Sales of digital products were up in the quarter, but sales of print were down. Digital revenues represented 31% of S&S’s total revenues for the first quarter of 2015. S&S CEO Carolyn Reidy said that while sales of e-books rose by one percentage point in the quarter, sales of digital audio had a huge quarter driven by sales of both new and backlist books. She also noted that with the rise in e-book sales in the quarter, e-books accounted for about 26.3% of all revenue, higher than any share the format represented in 2014. And despite the dip in print sales, Reidy said sales through physical stores remained strong in the quarter. She attributed the print decline partly to the mix of titles, noting that in the first quarter of 2014 the company was stil enjoying good sales of Duck Dynasty books.

The sales mix also helped to partially explain the improvement in profits in the quarter. Reidy noted that one of its biggest books in the period was the Pulitzer Prize-winning All the Light We Cannot See which has been in the market since last May.

In addition to All the Light We Cannot See other bestsellers included Get What's Yours: The Secrets to Maxing Out Your Social Security, Leaving Berlin, I've' Got You Under My Skin and Still Alice. S&S has also benefited from the hot start of its Keywords imprint which focuses on publishing books by YouTube and other Internet stars. The imprint has published three titles so far and all have hit the bestsellers list. In addition to sales, Reidy believes that success of the Keywords books is drawing in new readers who, after seeing the personalities on the web want to own something from them. Bookstore signings have draw as many as 4,000 fans, Reidy noted.

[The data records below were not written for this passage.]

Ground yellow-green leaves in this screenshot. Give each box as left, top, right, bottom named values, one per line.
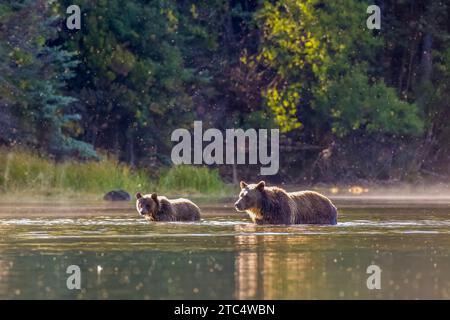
left=253, top=0, right=326, bottom=131
left=266, top=86, right=302, bottom=133
left=249, top=0, right=395, bottom=136
left=165, top=9, right=178, bottom=32
left=190, top=4, right=198, bottom=19
left=110, top=45, right=136, bottom=76
left=10, top=47, right=33, bottom=66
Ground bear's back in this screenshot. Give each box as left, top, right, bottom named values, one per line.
left=259, top=187, right=296, bottom=224
left=288, top=190, right=337, bottom=224
left=170, top=198, right=201, bottom=221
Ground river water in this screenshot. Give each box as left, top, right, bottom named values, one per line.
left=0, top=198, right=449, bottom=299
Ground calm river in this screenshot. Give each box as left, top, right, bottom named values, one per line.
left=0, top=197, right=449, bottom=299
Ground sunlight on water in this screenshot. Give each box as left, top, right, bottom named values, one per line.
left=0, top=201, right=449, bottom=299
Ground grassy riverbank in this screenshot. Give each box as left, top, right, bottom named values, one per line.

Reidy thinks S&S will have a solid second quarter, pointing to such promising titles as The Wright Brothers by David McCullough which is already off to a good start, Stephen King's Finders Keepers, The Melody Lingers On by Mary Higgins Clark, and Jimmy Carter's A Full Life.

Note: This piece has been updated since it was initially posted to include comments from S&S CEO Carolyn Reidy.